Mercedes-Benz waged a “relentless anti-union campaign” marked by “wanton lawlessness,” the UAW said in a complaint to the National Labor Relations Board. Among other things, the union said, Mercedes fired four pro-union employees, barred pro-union workers from campaigning and forced employees to watch anti-union videos.
Workers at the Mercedes plants outside Tuscaloosa, which make sport utility vehicles and batteries, voted 56 percent to 44 percent against joining the union. But the labor board can order a new election if, after a hearing, a district manager finds that misconduct by an employer affected the vote, a board spokesman said.
Mercedes denied it had used improper methods to defeat the union.
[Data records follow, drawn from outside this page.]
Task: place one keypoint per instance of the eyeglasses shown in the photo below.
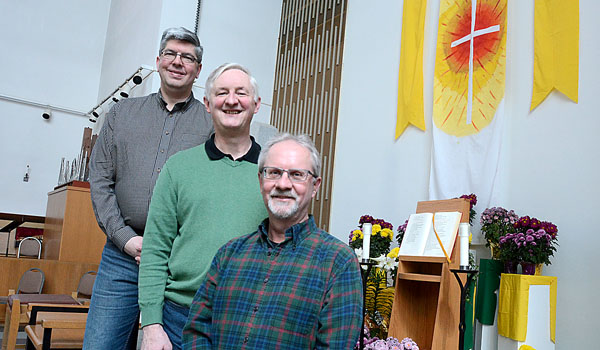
(295, 175)
(169, 56)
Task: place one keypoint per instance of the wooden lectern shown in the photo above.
(427, 297)
(71, 231)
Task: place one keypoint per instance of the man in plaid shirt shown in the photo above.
(289, 285)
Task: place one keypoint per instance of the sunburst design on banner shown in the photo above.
(466, 103)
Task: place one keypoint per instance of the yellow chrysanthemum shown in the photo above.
(393, 253)
(386, 232)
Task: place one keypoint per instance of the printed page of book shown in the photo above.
(446, 225)
(415, 237)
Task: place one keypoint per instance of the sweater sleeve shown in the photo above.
(161, 230)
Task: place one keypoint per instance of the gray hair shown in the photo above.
(183, 35)
(303, 140)
(222, 69)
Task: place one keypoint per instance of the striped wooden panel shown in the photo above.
(307, 81)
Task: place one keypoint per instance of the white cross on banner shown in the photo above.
(468, 107)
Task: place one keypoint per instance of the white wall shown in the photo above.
(550, 162)
(52, 54)
(245, 32)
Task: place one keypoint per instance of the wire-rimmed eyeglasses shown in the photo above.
(295, 175)
(169, 56)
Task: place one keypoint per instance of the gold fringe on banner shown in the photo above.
(556, 49)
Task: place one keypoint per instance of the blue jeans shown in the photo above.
(174, 318)
(113, 318)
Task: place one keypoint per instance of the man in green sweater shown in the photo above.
(204, 197)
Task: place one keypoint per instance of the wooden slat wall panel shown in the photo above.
(307, 81)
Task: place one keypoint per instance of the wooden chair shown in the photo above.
(16, 313)
(30, 247)
(56, 326)
(31, 282)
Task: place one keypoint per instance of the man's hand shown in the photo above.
(155, 338)
(133, 247)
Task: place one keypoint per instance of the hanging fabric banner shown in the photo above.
(410, 75)
(556, 49)
(468, 106)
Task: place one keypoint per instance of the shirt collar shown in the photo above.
(215, 154)
(295, 234)
(180, 106)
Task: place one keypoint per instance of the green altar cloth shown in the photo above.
(489, 282)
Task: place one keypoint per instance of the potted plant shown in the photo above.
(380, 292)
(495, 223)
(539, 240)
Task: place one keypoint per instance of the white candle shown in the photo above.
(463, 233)
(366, 228)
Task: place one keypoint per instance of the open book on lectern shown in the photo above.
(419, 238)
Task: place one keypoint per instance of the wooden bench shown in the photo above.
(56, 326)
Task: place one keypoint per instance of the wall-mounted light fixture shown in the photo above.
(47, 113)
(121, 92)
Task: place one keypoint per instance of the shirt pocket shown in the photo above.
(299, 308)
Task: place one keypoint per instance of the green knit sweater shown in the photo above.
(198, 205)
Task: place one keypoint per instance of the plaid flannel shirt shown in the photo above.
(304, 293)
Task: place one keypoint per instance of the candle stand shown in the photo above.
(365, 275)
(463, 296)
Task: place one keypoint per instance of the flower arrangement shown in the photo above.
(495, 223)
(379, 293)
(381, 236)
(390, 343)
(534, 241)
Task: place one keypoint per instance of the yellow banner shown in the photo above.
(556, 45)
(470, 65)
(410, 76)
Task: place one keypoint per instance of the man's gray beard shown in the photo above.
(282, 211)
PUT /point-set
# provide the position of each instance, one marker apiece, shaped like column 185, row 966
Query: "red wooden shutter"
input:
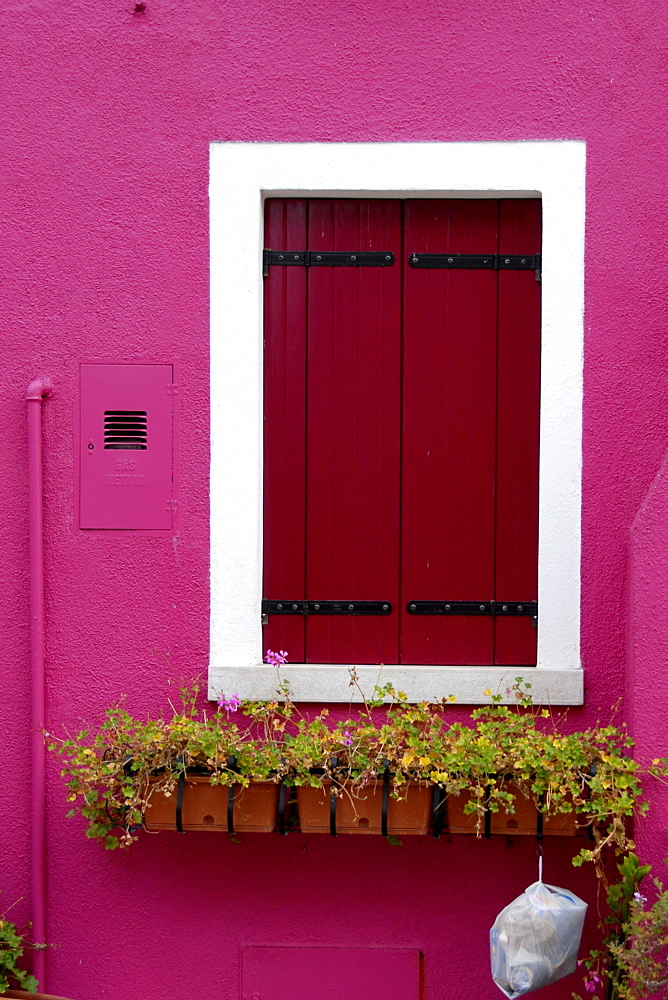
column 518, row 431
column 359, row 509
column 354, row 397
column 285, row 426
column 449, row 448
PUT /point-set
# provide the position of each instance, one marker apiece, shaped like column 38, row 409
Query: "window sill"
column 316, row 682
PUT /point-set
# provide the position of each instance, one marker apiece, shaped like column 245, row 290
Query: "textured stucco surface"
column 107, row 117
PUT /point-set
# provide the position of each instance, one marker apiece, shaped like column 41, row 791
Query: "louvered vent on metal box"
column 125, row 430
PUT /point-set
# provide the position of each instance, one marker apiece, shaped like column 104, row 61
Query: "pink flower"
column 276, row 659
column 230, row 703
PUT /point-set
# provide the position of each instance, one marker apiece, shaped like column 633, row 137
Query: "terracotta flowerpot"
column 457, row 820
column 23, row 995
column 522, row 823
column 359, row 809
column 205, row 807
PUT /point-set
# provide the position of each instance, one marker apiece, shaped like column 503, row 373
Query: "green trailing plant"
column 13, row 944
column 503, row 751
column 632, row 962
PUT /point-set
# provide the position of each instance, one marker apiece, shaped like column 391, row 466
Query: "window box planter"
column 24, row 995
column 197, row 805
column 525, row 821
column 158, row 773
column 365, row 809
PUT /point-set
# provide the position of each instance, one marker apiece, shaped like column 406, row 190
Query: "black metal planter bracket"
column 232, row 766
column 180, row 788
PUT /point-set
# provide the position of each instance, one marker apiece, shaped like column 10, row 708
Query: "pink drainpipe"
column 35, row 393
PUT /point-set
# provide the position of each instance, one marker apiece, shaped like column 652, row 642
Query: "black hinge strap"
column 478, row 261
column 326, row 607
column 499, row 609
column 325, row 258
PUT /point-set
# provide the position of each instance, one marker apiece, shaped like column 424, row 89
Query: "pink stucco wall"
column 106, row 120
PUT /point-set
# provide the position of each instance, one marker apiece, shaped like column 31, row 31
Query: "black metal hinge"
column 499, row 609
column 474, row 261
column 325, row 258
column 325, row 608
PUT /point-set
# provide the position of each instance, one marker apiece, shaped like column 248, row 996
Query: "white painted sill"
column 323, row 682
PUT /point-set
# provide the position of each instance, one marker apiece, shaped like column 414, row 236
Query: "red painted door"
column 353, row 431
column 401, row 430
column 449, row 413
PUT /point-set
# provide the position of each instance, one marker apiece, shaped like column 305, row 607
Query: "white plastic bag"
column 534, row 941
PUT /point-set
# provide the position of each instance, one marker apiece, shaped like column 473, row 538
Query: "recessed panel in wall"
column 294, row 973
column 126, row 447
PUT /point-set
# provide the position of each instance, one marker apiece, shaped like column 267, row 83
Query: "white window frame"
column 242, row 176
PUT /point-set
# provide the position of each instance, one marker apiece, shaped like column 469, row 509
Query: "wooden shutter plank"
column 449, row 389
column 285, row 426
column 354, row 329
column 518, row 432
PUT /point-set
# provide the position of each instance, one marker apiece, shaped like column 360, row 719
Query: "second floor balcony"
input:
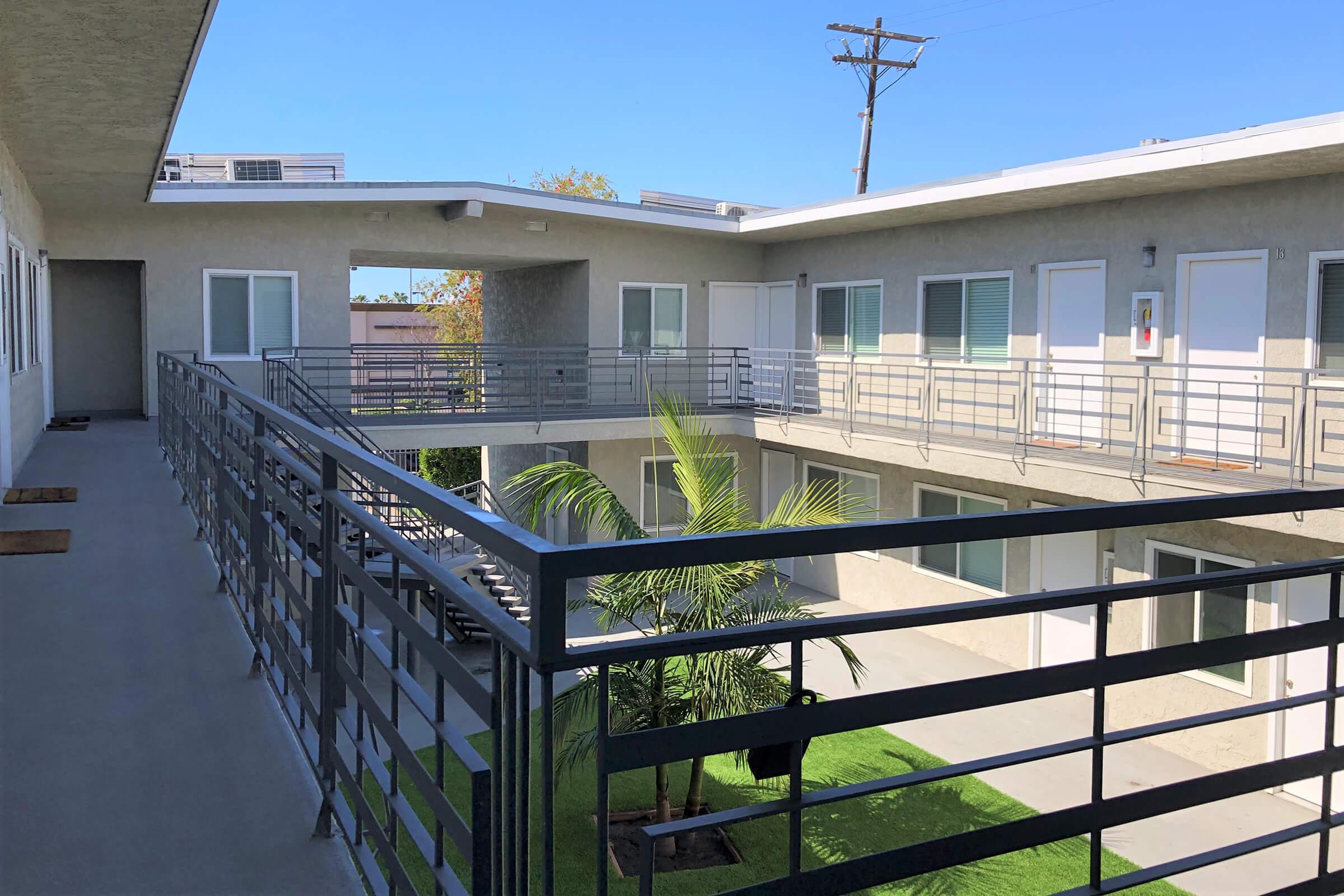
column 1241, row 426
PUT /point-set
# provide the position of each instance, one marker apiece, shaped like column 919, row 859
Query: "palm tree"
column 667, row 692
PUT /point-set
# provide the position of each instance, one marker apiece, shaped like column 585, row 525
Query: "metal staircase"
column 474, row 564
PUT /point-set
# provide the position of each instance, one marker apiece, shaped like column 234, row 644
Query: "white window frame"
column 32, row 298
column 850, row 352
column 647, row 459
column 962, row 362
column 877, row 479
column 959, row 581
column 233, row 170
column 1151, row 550
column 18, row 272
column 678, row 351
column 253, row 355
column 1314, row 314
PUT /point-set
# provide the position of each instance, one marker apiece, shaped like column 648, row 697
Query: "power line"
column 877, row 66
column 982, row 6
column 1012, row 22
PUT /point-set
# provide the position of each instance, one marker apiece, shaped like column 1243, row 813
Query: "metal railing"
column 1250, row 426
column 286, row 559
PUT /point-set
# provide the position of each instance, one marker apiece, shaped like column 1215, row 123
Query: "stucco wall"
column 502, row 461
column 543, row 305
column 96, row 332
column 320, row 242
column 25, row 222
column 1299, row 216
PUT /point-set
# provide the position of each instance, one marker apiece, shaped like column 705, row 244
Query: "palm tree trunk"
column 663, row 812
column 694, row 792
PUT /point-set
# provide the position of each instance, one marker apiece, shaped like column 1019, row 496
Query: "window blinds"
column 942, row 318
column 987, row 318
column 1329, row 351
column 273, row 314
column 831, row 319
column 866, row 319
column 229, row 316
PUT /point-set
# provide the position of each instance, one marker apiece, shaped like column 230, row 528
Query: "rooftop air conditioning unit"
column 738, row 210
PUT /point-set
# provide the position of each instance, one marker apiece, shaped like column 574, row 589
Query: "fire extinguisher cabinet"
column 1146, row 327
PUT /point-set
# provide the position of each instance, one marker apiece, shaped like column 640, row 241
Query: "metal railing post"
column 256, row 535
column 324, row 633
column 1332, row 660
column 1099, row 750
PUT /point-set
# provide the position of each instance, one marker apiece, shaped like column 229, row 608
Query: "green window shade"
column 1174, row 614
column 939, row 557
column 636, row 321
column 983, row 562
column 942, row 319
column 229, row 316
column 987, row 318
column 1329, row 351
column 831, row 320
column 273, row 312
column 664, row 506
column 667, row 318
column 1221, row 615
column 866, row 319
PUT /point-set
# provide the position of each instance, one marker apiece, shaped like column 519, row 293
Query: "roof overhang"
column 1271, row 152
column 89, row 93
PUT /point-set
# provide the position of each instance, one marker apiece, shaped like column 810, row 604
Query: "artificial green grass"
column 830, row 833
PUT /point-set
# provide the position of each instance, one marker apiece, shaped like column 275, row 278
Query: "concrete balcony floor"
column 136, row 755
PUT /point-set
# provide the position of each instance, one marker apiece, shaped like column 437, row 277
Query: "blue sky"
column 740, row 100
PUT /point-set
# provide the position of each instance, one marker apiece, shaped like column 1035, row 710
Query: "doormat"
column 1205, row 464
column 34, row 542
column 61, row 494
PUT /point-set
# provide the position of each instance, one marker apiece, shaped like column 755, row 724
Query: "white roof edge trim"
column 1261, row 142
column 355, row 193
column 1326, row 130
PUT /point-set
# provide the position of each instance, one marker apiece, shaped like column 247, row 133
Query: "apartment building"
column 1159, row 321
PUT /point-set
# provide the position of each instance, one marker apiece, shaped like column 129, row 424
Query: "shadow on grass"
column 831, row 833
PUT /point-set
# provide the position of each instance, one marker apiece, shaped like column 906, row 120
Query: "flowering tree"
column 454, row 305
column 576, row 183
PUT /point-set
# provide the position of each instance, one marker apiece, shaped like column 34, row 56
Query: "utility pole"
column 877, row 66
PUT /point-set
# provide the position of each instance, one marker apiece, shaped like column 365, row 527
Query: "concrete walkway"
column 136, row 757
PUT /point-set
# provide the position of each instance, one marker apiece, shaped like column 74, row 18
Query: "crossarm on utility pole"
column 877, row 32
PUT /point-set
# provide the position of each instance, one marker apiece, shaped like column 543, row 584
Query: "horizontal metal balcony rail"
column 292, row 559
column 1245, row 426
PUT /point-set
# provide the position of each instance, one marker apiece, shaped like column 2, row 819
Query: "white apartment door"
column 1072, row 388
column 777, row 477
column 773, row 368
column 1066, row 561
column 1221, row 321
column 557, row 524
column 733, row 325
column 7, row 321
column 1304, row 672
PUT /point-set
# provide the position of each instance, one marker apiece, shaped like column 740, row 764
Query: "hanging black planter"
column 772, row 760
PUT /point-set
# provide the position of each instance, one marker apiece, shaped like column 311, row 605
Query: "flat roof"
column 1265, row 152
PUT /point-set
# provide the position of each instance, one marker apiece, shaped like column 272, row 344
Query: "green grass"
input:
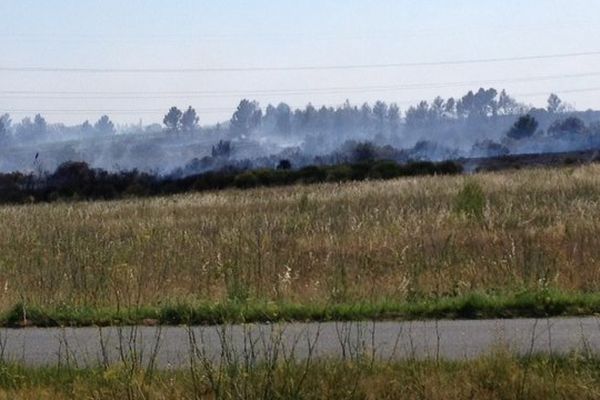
column 546, row 303
column 497, row 376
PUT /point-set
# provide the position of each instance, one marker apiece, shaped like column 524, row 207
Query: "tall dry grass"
column 356, row 241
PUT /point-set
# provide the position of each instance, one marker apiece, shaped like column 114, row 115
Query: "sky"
column 235, row 34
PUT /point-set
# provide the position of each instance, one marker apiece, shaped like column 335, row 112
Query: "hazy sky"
column 235, row 33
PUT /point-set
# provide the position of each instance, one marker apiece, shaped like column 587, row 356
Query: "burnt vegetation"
column 281, row 145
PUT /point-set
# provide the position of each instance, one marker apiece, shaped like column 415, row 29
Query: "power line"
column 78, row 95
column 224, row 110
column 29, row 69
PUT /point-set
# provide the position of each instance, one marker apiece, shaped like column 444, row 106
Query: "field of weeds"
column 400, row 241
column 498, row 376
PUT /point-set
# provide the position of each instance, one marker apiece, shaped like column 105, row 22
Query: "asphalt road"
column 171, row 347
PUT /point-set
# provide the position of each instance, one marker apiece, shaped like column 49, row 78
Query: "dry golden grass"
column 357, row 241
column 496, row 377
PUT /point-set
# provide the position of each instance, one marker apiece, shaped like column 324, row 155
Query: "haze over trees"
column 481, row 123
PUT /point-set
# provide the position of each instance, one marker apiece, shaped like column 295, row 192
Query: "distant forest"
column 482, row 123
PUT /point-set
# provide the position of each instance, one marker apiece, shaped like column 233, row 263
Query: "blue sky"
column 236, row 33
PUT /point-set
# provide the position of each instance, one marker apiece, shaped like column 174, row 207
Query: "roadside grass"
column 509, row 244
column 497, row 376
column 526, row 304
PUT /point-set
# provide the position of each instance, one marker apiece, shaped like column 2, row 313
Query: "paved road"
column 386, row 340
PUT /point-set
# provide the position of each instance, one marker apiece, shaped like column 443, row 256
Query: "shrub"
column 471, row 201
The majority of workers “have indicated that they are not interested in being represented by the UAW,” the company said in a statement Friday.
“Throughout the election, we have cooperated with the NLRB to comply with its guidelines and will continue to do so,” Mercedes said.
The Alabama result capped a string of UAW victories in the South, including convincing a large majority of workers at a Volkswagen plant in Chattanooga, Tenn., to vote to join the union and secure major wage increases in a new contract with Daimler Trucks in North Carolina.
Organizing workers in southern states, long hostile to unions, is a high priority for the UAW. The region is attracting a large share of the billions of dollars that companies are investing in electric car and battery plants.
By the same token, elected Southern leaders like Alabama Gov. Kay Ivey, a Republican, have worked to keep unions out, seeing them as a threat to their ability to attract more factories and jobs.